Letter, George Stoff to Florence Stoff, March 18, 1944


Letter, 8 Pages, Envelope


Stoff Family


New Orleans, Louisiana


Stoff, George














Pvt. Geo. Stoff 42050100
Co. A 735 Rwy. OPN. Bn
Camp Plauche
New Orleans 12, Louisiana

Mrs. Florence Stoff
3021 Avenue I
Brooklyn 10
New York

Saturday 3-18-44

Florence, Sweetheart:
This just about concludes our vacation of the range, and also this will be the last letter I will write from this place. Believe it or not, this week has turned out to be more enjoyable than I had anticipated, and for the first time I am beginning to look and act like the soldiers we have always visualized. Most fortunately for all concerned the weather has been well nigh perfect, with the exception of a late afternoon shower on Thursday, and a three hour downpour during midday to-day, the sun has been shining continuously. I managed to add some tan to my face, neck and hands, and feel positively grand. I have not weighed myself since I left home, but I will when I visit New Orleans next, and I’ll send you the scale slip, just so there is no doubt in your’s or anyone else’s mind.
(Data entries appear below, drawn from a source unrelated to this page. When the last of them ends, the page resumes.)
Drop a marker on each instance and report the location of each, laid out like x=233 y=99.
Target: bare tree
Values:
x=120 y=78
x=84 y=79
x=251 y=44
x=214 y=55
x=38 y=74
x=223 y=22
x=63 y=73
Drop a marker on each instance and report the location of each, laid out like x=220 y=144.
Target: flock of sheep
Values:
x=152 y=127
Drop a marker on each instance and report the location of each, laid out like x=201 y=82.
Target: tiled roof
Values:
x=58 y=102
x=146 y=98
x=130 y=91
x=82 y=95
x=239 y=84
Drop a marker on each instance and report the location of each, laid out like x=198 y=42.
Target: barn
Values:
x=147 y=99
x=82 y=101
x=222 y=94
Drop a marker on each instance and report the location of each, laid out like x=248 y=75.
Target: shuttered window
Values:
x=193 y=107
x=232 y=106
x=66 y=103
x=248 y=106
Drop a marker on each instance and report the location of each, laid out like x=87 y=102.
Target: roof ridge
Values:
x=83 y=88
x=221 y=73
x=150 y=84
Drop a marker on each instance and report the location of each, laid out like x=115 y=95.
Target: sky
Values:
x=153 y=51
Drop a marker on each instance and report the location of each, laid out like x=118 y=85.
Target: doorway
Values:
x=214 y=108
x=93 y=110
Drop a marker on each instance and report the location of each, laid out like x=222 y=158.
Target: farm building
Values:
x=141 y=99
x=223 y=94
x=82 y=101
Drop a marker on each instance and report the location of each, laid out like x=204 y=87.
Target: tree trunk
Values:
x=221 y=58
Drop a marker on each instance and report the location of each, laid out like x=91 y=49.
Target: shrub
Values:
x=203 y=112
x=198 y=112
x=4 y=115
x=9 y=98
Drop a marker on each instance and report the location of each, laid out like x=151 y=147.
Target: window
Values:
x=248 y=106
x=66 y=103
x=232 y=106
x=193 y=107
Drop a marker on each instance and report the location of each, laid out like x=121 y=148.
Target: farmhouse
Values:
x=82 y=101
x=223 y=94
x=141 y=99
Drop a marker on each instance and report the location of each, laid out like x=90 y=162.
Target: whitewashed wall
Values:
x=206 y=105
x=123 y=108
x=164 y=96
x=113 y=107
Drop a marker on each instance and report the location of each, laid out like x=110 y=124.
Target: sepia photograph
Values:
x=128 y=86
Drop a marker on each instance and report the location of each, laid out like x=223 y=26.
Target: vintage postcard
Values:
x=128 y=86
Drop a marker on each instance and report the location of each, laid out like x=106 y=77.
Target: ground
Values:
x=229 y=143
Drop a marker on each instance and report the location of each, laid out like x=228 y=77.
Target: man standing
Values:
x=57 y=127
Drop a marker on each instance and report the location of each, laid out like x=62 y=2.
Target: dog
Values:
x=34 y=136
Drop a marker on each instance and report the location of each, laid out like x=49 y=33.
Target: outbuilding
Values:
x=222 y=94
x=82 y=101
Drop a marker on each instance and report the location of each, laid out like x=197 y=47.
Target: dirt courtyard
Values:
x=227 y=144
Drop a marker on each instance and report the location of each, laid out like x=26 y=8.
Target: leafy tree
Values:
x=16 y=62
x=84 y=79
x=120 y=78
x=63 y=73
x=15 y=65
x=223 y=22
There have many interesting experiences and side-lights to all of this, and really darling, I have not minded all this very much, other than missing my loved ones, and wishing all this mess was over so that I can get back to the more enjoyable business of creating happiness, rather than learning the art of warfare. However I continue hopeful that the end draws closer, and with it that grand reunion of our little royal family.
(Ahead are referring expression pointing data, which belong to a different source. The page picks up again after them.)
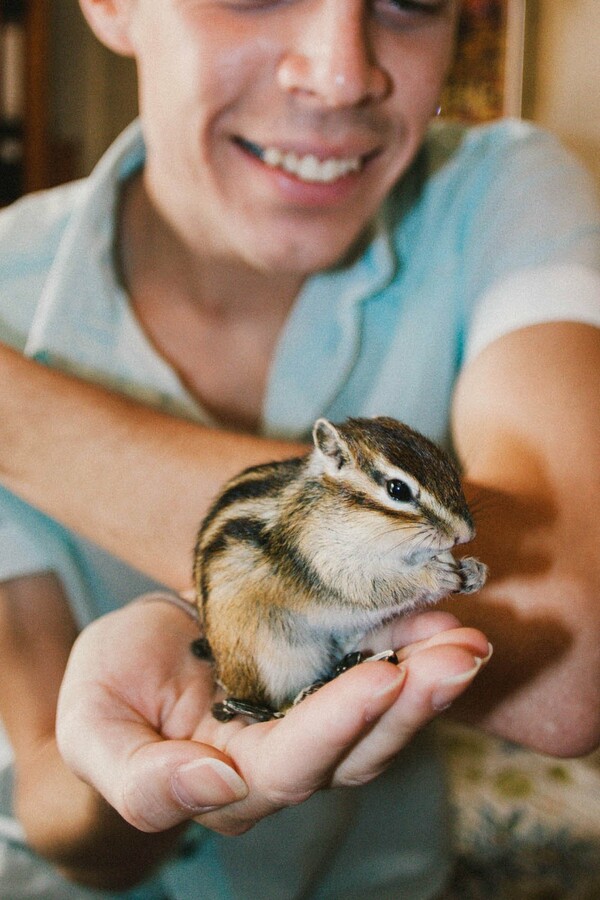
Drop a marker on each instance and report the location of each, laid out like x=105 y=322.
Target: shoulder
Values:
x=31 y=231
x=452 y=148
x=31 y=228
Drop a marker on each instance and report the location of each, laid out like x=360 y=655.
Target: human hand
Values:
x=135 y=722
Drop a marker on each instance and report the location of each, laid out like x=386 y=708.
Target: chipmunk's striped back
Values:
x=297 y=559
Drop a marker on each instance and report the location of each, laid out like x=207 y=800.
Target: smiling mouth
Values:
x=306 y=168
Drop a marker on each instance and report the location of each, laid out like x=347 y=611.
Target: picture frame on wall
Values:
x=486 y=81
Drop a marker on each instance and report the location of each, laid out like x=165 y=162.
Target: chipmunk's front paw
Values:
x=472 y=573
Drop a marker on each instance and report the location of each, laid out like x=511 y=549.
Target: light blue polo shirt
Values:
x=492 y=229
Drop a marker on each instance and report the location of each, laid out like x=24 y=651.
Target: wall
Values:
x=565 y=69
x=93 y=92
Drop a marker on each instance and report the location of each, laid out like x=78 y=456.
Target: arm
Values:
x=527 y=429
x=90 y=430
x=66 y=821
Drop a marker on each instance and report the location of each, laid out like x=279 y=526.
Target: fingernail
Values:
x=206 y=784
x=445 y=694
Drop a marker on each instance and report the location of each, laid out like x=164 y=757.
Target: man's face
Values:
x=276 y=127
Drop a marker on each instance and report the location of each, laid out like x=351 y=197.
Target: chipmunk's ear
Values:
x=332 y=446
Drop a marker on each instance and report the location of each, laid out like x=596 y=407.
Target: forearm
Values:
x=527 y=430
x=70 y=825
x=133 y=480
x=541 y=615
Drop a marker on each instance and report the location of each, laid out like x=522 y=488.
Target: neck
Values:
x=157 y=260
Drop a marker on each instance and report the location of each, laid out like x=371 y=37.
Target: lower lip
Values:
x=310 y=195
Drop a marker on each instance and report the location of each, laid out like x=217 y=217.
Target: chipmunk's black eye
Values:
x=399 y=490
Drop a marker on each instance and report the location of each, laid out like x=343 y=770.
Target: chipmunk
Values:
x=297 y=560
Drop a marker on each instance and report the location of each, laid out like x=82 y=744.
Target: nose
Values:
x=330 y=62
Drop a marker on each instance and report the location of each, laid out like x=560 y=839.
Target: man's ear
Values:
x=110 y=20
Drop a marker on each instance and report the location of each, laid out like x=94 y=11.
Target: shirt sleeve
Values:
x=31 y=543
x=533 y=240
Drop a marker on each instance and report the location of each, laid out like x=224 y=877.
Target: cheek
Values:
x=418 y=66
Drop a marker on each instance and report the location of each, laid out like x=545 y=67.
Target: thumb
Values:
x=165 y=783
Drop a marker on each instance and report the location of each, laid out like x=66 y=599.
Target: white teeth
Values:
x=309 y=168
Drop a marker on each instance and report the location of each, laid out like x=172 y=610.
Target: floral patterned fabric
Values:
x=527 y=825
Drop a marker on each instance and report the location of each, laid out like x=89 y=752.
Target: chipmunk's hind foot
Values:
x=201 y=649
x=347 y=662
x=473 y=575
x=233 y=706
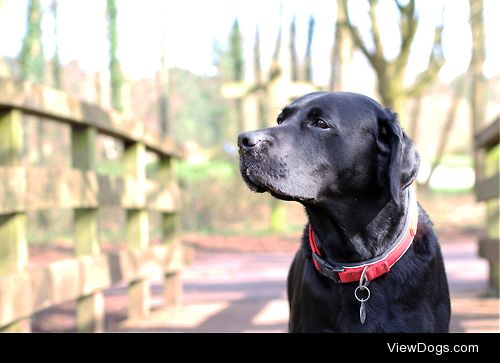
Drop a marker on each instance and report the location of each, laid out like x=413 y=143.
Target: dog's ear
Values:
x=398 y=157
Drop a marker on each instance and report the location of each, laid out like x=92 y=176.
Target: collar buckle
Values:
x=327 y=269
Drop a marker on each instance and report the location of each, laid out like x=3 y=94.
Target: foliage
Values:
x=31 y=58
x=390 y=73
x=116 y=76
x=237 y=62
x=308 y=61
x=200 y=113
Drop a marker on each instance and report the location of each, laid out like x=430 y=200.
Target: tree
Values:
x=56 y=63
x=308 y=58
x=341 y=51
x=163 y=83
x=31 y=58
x=458 y=94
x=257 y=71
x=390 y=73
x=478 y=80
x=237 y=64
x=116 y=76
Received your Tuesday letter to-day, and am glad Bob phoned in. He discussed that pending furlough, and I think he has too little time to do anything with, so I suggested he should not attempt the cross-country trip. He has very little dough, and should really hold on to it. In any event he will probably work it between him and Fran, so let us not worry too much. I hope we are able to arrange for mom to visit me, when, as and if you come out to my next camp.
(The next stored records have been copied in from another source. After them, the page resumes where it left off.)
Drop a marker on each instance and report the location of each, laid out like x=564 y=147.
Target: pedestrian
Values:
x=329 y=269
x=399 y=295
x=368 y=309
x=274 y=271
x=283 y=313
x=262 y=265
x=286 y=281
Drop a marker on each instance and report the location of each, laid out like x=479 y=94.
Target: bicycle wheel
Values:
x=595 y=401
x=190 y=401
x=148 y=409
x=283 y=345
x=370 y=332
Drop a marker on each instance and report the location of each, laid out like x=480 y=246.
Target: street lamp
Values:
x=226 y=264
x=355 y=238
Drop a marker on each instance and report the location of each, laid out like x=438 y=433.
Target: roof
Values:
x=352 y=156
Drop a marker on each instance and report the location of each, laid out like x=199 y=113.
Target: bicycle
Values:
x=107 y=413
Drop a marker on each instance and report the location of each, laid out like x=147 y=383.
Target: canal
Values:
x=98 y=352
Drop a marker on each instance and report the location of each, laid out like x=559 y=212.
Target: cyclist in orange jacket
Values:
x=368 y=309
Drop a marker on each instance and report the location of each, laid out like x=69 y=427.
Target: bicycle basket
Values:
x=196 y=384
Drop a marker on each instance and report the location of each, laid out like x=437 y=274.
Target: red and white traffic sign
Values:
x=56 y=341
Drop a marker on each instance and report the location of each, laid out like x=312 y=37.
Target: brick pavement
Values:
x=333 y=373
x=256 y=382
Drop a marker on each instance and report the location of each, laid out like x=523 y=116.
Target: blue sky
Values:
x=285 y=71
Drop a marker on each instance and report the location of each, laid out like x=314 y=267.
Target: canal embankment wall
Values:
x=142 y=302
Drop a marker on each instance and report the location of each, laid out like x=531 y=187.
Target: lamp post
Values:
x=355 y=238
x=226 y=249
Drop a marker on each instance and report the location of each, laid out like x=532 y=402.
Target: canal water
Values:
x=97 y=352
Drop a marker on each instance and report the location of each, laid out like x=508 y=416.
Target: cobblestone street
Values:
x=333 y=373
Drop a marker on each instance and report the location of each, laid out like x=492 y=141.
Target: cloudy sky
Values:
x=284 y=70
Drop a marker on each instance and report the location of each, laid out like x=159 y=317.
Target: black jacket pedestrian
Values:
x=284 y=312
I hope Irving found it convenient to visit you during his furlough, as I knew he would be able to reassure you concerning many of the things I have written you. I fear though that he probably will be transformed out of this outfit as a result of missing this final and most important week. If this happens I will have lost a good friend and buddy for the duration, but that’s the usual army routine.

Received a letter from Kay to-day, and she writes that Sam may take off for Knoxville, Tenn. As for me I can hardly conceive any men leaving his home for any reason, but there is no accounting for a man’s desires. Aside from this all seems to be serene in that household. Sure glad the folks are well, and I think I wrote them once or twice this week, but will surely do better from here in.

Some of the mail leaving camp has been censored; has any of my letters undergone this treatment? If so, please advise. Also let me know whether or not you received the wooden box I forwarded you last week. Will be on the look-out for Luskin’s nephew, and if possible I’ll do all I can to help him along. Sometimes a little tip or hint can help a long way.

Hope you and Jim are in excellent health and spirits, and that the time draws near quickly when we will be embracing each other. I have been day-dreaming about you two more so to-day than usual, and the days will drag more slowly until I actually hold you in my arms once again. Gosh, just thinking about me gives me a thrill, so you can readily appreciate what the reality will do to me.

Stay well, darling. Keep your chin high, and don’t worry. Give my best to the folks, Pincus and the others, and kiss Jim for me. I’ll kiss you in mind as ever, with love in my heart.